According to local newspaper reports, the Department of Pharmaceuticals is considering introducing 'compulsory licences' for Roche's breast cancer treatment Herceptin (trastuzumab), as well as Bristol-Myers Squibb's leukaemia medicine Sprycel (dasatinib) and its chemotherapy Ixempra (ixabepilone).

The first compulsory licence in India was introduced last year for Bayer's liver cancer drug Nexevar (sorefinib), allowing Natco Pharma to sell a copy of the treatment that was 95 per cent cheaper than the original.

The licence effectively overturns a drug's patent by letting other companies make versions of a patented product if the government rules that the medicine is not sold at a "reasonable affordable price”.

It is described by the Indian patent office as an "involuntary contract between a willing buyer and an unwilling seller imposed and enforced by the State".

According to the Indian Express, Herceptin, Ixempra and Sprycel cost 50,000 rupees (€687), 70,000-80,000 rupees (€961 to €1,098) and 15,000 rupees (€206) respectively for a month's dosage.

The Department of Pharmaceuticals didn't comment on what these prices may be reduced to, although Nexavar is now available at 8,880 rupees (€120) for a month's worth of pills when it was previously sold by Bayer for more than 290,000 rupees (€4,000) per month.

Roche and BMS have both, separately, tried to minimise the chances of losing patent protection by reducing the cost of two of the at-risk drugs, but Dr Shyam Aggarwal, a consultant oncologist at Sir Ganga Ram Hospita, told the Indian Express the companies hadn't gone far enough. 

“Even after the recent cut in the prices of Trastuzumab and Dasatinib, they are still way too expensive for the common man," he said.

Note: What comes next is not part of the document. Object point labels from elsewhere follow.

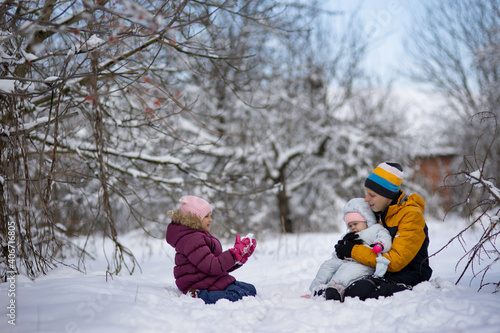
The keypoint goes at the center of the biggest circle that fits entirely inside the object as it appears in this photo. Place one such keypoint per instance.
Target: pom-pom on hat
(194, 205)
(386, 180)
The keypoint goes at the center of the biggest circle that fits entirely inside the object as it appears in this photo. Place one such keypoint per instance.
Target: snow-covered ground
(281, 269)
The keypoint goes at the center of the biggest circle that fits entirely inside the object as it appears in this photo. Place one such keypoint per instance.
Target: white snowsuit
(345, 272)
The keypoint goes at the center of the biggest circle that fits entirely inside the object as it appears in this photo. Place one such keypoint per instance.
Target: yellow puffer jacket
(408, 256)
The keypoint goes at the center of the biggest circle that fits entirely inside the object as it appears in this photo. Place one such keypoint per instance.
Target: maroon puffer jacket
(199, 260)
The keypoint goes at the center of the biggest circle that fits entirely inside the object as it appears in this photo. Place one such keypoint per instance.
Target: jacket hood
(359, 205)
(186, 219)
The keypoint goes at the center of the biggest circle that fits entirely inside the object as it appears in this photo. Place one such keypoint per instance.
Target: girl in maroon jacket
(201, 267)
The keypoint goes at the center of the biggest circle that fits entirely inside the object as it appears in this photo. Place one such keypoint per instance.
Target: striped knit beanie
(194, 205)
(386, 180)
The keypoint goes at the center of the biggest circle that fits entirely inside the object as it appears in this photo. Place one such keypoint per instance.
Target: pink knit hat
(353, 216)
(194, 205)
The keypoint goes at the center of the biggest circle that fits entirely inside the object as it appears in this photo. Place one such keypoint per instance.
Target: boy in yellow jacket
(402, 215)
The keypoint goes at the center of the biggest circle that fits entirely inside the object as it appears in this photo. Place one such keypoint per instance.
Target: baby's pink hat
(194, 205)
(353, 216)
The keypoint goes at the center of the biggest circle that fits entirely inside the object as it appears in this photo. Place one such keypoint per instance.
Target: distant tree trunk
(284, 209)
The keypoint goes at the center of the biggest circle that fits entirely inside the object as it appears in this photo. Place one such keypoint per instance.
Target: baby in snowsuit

“It is a very good move and will not just benefit Indians but possibly also bring down cancer drug prices in countries where the pharma market is not controlled by the US and western European nations.”

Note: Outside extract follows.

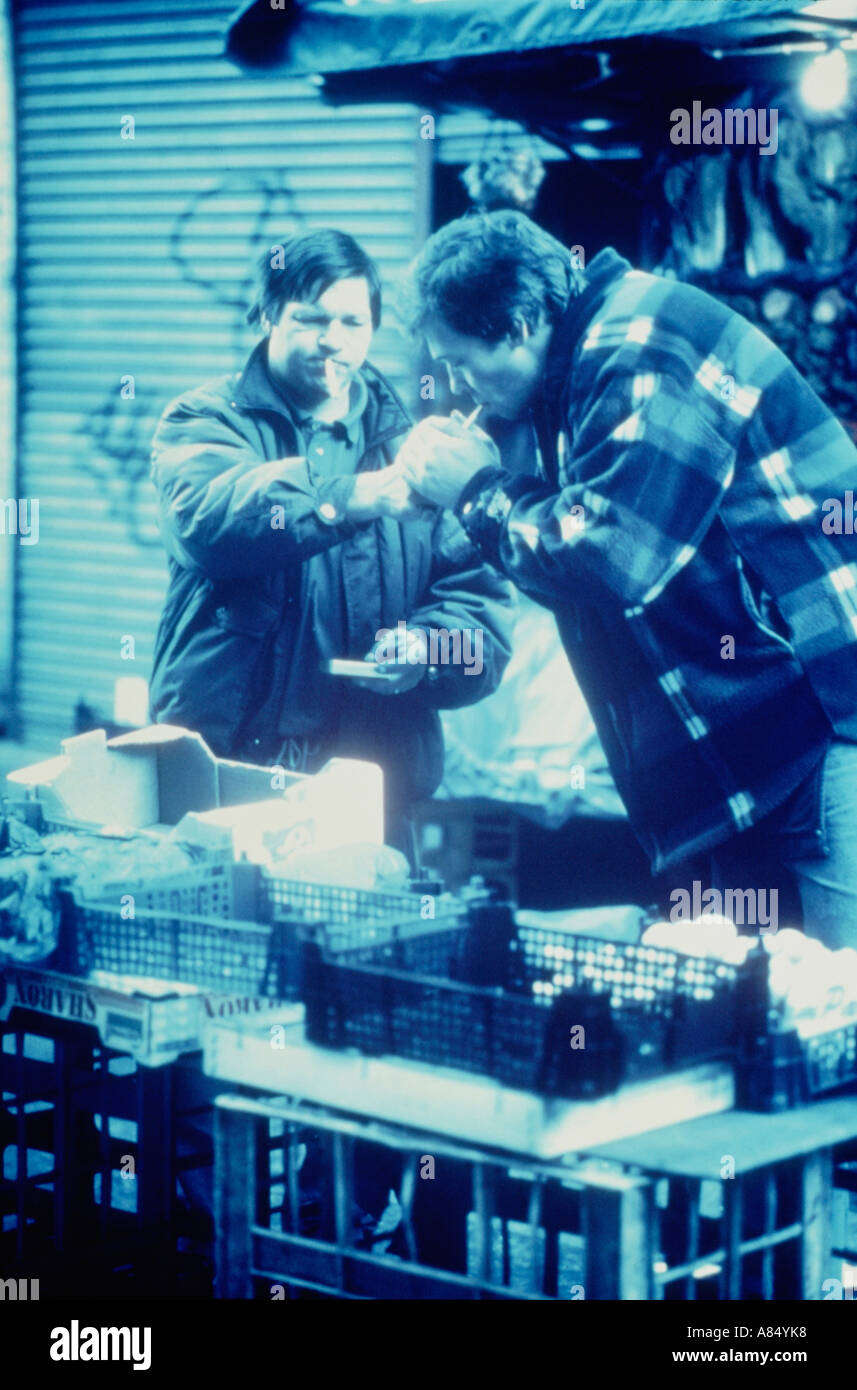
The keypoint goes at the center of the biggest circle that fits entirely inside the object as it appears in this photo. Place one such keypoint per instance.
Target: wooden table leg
(618, 1225)
(234, 1201)
(816, 1194)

Both pharma companies were tight-lipped about the matter, with a Roche spokesperson commenting: “We are aware of the article in Indian Express, but cannot confirm or comment on its content. Roche has taken steps to increase access to a number of our drugs in India, including Herceptin. This includes a local price structure and the involvement of a local manufacturing partner.”

A BMS spokesperson said: "Bristol-Myers Squibb has no information about any such action by the Indian government and therefore cannot comment on the [Indian Express] article."